I’m going to get out of the way here in just a moment, but I want to mention one more thing. You’ll often hear people say that in contemporary works of Indigenous literature, oral and alphabetic traditions occupy the same space. Probably because I work primarily on the seventeenth and eighteenth centuries, it’s never before occurred to me how wonderfully this idea is represented by the graphic novel form – where you are essentially reading an alphabetic and a material text side by side and simultaneously. Sometimes the non-alphabetic, the visual, just takes over and tells the story for a while, and as a reader, even one who is perhaps otherwise totally immersed in EuroWestern norms and notions of literacy, it feels like the most natural thing in the world. As a reader, you just follow along, constantly and intuitively moving between alphabetic and material literacies in the context of a single story, and what an incredible way to teach the intimate interplay between traditional Indigenous and EuroWestern forms of literature.

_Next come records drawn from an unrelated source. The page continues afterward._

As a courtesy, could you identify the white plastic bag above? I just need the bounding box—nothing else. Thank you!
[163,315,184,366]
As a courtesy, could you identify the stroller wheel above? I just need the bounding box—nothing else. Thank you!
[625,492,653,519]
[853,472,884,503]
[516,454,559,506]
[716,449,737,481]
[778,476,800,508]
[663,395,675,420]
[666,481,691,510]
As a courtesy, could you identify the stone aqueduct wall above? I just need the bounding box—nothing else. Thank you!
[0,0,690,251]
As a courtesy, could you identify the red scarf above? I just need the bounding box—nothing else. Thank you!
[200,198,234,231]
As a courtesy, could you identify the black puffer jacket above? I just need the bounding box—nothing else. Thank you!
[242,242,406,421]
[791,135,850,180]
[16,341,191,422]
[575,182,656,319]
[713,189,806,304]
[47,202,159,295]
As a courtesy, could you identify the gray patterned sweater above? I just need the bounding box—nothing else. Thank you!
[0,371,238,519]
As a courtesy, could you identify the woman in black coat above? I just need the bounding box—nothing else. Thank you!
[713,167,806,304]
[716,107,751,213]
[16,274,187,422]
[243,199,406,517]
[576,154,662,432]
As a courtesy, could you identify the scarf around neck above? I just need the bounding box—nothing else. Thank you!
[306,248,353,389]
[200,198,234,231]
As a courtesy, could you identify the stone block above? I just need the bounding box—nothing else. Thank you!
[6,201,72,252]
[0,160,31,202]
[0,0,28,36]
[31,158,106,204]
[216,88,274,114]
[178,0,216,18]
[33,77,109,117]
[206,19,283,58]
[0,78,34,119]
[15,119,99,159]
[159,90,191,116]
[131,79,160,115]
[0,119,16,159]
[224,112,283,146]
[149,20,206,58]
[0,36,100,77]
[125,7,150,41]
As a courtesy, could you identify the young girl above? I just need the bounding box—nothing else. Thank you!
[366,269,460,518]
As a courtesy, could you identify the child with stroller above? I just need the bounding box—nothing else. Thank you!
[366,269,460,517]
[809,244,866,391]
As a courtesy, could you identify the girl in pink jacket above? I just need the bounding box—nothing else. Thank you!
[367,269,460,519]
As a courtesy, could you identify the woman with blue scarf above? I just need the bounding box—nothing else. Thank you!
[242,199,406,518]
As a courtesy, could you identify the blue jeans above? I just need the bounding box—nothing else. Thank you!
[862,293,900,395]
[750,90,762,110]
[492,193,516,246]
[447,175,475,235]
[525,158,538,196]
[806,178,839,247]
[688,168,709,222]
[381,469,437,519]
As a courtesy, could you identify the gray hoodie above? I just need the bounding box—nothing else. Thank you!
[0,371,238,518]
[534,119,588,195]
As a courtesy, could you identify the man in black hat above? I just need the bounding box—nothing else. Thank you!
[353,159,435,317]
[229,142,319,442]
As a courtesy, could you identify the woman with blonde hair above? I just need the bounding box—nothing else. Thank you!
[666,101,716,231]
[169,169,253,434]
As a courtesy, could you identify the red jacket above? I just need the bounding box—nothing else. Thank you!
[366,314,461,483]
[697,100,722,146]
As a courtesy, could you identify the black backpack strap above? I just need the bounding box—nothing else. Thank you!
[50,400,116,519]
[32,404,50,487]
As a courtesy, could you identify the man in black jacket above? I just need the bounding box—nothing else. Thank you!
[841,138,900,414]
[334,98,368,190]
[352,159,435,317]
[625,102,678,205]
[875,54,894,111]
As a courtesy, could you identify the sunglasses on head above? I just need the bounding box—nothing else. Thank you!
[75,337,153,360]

There is something beautiful, too, I think, in the fact that the words of this story were produced by a Métis woman, and the images by a Settler Canadian man. At the end of the novel there’s a section of thanks, and Kelly thanks all those who “changed how I think and feel about First nations people. I hope my art has shared what I have learned.” I haven’t been able to stop thinking about this since I first read the novel last week. About the tender interplay between these beautiful images and these powerful words. About how Patti trusted Kelly with this story, and through his artwork, he said, I’m listening. I care about understanding, about getting this right, and I hear you.

I see this exchange now in every panel – an Indigenous woman saying, this is the story. It’s an important story. And a Settler man saying, I am listening. Let me show you, through my art, just how hard I am listening.

So let’s listen too. Please join me in welcoming these storytellers.